Overview
Created a customer platform prototype for a facilities management provider, applying service design disciplines to validate a tenant self-service concept before committing to full development investment. Delivered user research with building occupiers, prototype design for service request management and account access, and structured user testing to identify what drives adoption.
Who This Is For
Facilities management providers, property management companies, or real estate service businesses with 200-2,000 employees seeking to develop digital self-service capability for building occupiers, tenants, or clients. Common traits: customers increasingly expecting digital self-service for service requests, account management, and information access, and a need to reduce service costs through digital channels without degrading customer experience.
The Challenge
The facilities management provider serves building occupiers and tenants who increasingly expect digital self-service for routine interactions - service requests, fault reporting, access management, and account information. Current service delivery is heavily dependent on phone and email contact, creating high operational cost and inconsistent customer experience.
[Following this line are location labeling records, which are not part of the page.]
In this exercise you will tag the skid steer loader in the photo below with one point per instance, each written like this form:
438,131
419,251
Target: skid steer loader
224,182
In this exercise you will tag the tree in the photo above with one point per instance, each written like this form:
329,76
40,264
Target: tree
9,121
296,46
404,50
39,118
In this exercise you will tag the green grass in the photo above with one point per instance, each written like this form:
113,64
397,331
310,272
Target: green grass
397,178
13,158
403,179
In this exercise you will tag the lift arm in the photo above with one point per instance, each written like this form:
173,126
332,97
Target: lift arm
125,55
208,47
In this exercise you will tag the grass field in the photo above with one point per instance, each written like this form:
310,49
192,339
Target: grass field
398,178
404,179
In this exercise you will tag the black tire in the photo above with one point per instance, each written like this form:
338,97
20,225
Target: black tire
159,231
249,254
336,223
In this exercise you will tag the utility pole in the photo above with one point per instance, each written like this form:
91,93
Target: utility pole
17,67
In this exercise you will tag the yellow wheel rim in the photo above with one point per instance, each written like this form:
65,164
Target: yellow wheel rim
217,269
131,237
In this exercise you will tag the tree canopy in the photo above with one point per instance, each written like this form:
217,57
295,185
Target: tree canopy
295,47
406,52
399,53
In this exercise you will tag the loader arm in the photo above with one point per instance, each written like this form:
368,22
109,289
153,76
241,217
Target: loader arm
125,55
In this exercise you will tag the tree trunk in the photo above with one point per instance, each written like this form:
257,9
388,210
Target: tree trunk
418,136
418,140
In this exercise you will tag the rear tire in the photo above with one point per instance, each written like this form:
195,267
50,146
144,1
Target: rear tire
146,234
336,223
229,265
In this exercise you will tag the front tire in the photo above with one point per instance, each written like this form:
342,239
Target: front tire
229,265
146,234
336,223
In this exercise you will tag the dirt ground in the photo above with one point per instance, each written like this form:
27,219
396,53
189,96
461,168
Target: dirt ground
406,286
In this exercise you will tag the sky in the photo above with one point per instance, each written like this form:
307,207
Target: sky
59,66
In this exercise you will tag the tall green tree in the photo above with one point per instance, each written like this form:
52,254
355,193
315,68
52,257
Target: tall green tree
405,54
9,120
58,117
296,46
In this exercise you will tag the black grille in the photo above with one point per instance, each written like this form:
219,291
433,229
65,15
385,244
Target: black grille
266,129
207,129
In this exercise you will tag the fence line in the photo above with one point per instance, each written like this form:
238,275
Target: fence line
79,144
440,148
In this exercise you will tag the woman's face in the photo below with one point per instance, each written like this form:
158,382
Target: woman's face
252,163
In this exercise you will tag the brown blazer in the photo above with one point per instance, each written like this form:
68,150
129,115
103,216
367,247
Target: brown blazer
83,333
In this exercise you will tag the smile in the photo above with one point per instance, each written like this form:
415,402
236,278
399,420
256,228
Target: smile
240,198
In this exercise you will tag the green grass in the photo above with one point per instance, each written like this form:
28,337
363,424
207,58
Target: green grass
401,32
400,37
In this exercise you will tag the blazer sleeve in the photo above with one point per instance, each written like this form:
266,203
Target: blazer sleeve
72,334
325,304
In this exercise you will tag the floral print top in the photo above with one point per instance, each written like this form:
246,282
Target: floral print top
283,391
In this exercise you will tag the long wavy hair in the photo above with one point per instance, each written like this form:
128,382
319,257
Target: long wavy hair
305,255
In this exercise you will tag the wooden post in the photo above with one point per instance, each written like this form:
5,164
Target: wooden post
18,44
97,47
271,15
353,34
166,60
Developing a customer platform requires understanding what tenants and occupiers actually want to do digitally before committing to build - a lesson the facilities sector has learned expensively from low-adoption portals.
What We Propose
User Research - Research with building occupiers and tenants understanding the service interactions they most want to manage digitally and the barriers to digital adoption. Service Design - Mapping of target self-service journeys for priority use cases including service requests, fault reporting, scheduling, and account management. Platform Prototype - Low and high-fidelity prototype of the customer platform for priority self-service scenarios testable with real occupiers before development investment. User Testing & Validation - Structured testing of platform prototype with target users identifying what drives adoption and satisfaction. Business Case - Commercial model including cost-to-serve reduction, adoption projections, and development investment requirements for the validated platform concept.
Why It Matters
Adoption by design - A platform built around what tenants and occupiers actually want to do digitally not what the organisation wants them to do. Cost-to-serve reduction - Digital self-service that genuinely reduces operational cost by handling routine interactions without manual intervention. Development risk reduction - Platform concept validated with real users before significant development investment. Customer experience improvement - Self-service capability that improves tenant and occupier satisfaction alongside operational efficiency.